15 April 2024 - Emotional Exhaustion

I had the first psychologist session today.
And it went as I had expected, very emotionally exhausting. 

In fact I started tearing up before I even started talking, only when the psychologist was telling me how she might be able to help me. 

I think it probably didn't help that right before my session started, the Bozo had sold his house... And that signalled such a finalality to what we had. Which admittedly was not much, so why am I so attached to that guy?

How do I know he sold his house? The house where we were last intimate, the house where my last fond memory of what we had... Shattered soon afterwards... Well I know because I have been online stalking him... Creepy, yes but I miss him so much and I still don't know what happened or what I did to make him change his mind so quickly.

My obsession needs to stop. 
But i cannot help but watch where his movements are, if not actually physically then just online where he works.... I'm ashamed. 
I want to talk to him, to call him, to text him but I also don't know what to say to him. 

Anyway I digress, this news of him selling his house really messed with my mind and I entered the psych session very mindfucked.

We didn't touch on this topic today, and I really hope we don't. 

I don't know what I am expecting from these sessions but I hope it helps. I need to feel like myself again. I need to feel my confidence.
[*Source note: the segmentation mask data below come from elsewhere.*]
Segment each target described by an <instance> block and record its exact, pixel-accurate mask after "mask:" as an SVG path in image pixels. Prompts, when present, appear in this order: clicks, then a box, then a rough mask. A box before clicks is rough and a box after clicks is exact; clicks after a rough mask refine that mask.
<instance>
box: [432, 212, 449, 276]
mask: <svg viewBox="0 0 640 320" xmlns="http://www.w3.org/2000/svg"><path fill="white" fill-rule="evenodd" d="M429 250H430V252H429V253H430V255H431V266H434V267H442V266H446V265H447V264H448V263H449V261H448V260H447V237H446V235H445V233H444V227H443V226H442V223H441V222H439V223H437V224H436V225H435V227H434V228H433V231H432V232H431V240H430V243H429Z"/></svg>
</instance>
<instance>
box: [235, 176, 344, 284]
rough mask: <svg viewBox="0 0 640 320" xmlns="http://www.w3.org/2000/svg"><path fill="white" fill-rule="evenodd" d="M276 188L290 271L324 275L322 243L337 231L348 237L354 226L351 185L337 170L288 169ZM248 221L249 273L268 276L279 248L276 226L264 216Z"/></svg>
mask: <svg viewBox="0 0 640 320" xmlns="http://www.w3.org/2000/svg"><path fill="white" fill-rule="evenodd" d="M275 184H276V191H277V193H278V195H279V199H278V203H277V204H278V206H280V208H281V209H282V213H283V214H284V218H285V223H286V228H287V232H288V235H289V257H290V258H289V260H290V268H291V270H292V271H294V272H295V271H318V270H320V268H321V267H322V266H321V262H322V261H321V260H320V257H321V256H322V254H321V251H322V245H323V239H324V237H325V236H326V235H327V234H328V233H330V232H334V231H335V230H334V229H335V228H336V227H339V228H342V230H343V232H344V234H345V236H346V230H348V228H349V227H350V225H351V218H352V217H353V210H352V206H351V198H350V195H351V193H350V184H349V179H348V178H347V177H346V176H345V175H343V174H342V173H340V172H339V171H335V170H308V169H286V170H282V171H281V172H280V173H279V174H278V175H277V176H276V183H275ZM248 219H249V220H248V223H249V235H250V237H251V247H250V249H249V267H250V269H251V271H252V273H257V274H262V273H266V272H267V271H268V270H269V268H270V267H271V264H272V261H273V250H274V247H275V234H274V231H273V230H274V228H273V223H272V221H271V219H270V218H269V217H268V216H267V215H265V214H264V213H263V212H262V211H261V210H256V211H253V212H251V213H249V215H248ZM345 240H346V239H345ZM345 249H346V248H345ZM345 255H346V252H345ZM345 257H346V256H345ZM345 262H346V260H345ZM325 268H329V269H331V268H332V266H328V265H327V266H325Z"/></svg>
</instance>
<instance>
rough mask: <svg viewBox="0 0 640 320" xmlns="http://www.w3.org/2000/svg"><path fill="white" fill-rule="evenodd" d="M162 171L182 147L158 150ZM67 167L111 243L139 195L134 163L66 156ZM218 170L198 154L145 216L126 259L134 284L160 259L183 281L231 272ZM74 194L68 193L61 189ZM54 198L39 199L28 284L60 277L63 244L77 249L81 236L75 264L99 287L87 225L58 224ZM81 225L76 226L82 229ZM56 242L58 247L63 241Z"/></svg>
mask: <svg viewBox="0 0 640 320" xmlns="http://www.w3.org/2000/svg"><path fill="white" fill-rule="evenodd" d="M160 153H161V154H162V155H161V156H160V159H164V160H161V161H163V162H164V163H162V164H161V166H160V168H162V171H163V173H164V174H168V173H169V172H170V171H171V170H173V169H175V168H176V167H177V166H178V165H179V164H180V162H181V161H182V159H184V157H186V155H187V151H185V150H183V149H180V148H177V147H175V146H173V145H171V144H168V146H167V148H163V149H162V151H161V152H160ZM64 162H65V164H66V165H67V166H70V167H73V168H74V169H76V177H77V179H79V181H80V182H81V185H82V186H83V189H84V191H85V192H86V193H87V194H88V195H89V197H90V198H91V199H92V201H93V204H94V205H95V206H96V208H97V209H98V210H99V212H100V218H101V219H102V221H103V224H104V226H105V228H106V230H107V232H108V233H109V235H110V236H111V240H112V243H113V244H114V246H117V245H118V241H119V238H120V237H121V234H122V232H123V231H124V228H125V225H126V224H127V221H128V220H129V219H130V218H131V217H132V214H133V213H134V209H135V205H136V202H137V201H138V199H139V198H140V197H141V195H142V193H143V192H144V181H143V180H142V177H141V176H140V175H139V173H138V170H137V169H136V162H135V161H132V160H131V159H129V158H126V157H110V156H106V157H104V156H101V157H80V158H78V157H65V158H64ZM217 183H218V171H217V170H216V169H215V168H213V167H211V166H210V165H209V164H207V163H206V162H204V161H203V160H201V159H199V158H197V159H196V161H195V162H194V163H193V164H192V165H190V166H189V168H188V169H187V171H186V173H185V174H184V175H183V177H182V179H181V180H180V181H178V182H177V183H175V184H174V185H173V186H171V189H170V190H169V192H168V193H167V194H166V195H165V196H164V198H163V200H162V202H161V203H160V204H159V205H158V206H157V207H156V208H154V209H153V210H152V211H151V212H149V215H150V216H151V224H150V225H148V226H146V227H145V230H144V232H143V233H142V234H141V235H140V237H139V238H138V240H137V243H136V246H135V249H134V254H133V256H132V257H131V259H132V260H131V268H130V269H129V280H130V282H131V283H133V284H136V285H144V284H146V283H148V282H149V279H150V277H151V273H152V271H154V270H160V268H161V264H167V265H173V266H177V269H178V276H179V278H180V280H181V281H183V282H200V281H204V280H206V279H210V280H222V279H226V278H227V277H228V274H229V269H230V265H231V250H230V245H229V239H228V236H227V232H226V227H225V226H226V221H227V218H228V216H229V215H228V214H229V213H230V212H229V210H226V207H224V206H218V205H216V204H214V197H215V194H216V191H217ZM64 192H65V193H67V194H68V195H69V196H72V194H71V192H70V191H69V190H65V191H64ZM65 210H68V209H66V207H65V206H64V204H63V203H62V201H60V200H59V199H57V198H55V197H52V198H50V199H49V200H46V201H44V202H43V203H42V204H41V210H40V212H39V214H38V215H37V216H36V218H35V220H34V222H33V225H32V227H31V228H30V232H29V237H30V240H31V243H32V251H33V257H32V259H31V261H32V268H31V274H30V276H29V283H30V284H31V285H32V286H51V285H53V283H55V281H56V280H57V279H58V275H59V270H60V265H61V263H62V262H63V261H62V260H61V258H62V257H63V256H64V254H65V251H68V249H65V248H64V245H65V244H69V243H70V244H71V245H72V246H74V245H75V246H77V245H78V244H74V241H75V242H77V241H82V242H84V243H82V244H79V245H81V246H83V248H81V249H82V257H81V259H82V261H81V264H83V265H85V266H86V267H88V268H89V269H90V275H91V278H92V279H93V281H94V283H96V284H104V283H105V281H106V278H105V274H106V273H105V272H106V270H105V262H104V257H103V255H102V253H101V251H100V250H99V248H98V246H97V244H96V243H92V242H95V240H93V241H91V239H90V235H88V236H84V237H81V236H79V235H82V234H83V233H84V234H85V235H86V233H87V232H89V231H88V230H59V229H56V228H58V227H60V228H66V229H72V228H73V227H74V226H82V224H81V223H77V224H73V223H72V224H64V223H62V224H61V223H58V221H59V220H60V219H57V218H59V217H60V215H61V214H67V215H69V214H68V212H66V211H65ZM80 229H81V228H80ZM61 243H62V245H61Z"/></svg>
I need to love myself again. 

This psych, she seems good. I mean, I have nothing to compare it to... But I don't feel uncomfortable with her so that's always a good start. 

We touched on mum and how her death may still have an effect on my life now. 

Perhaps just paying someone to listen to me talk is good enough. Since I don't really have anyone else to unload to. 

Meanwhile I keep willing myself to sign up for dating services.. Blind dating or speed dating but my courage and confidence isn't quite there yet. 
I'm not sure I'm doing it for the right reasons either... Do I just want to do it to get over this Bozo? Fuck. Why am I like this???? 

I hate this version of myself. 

Things must improve soon. I can't stand myself.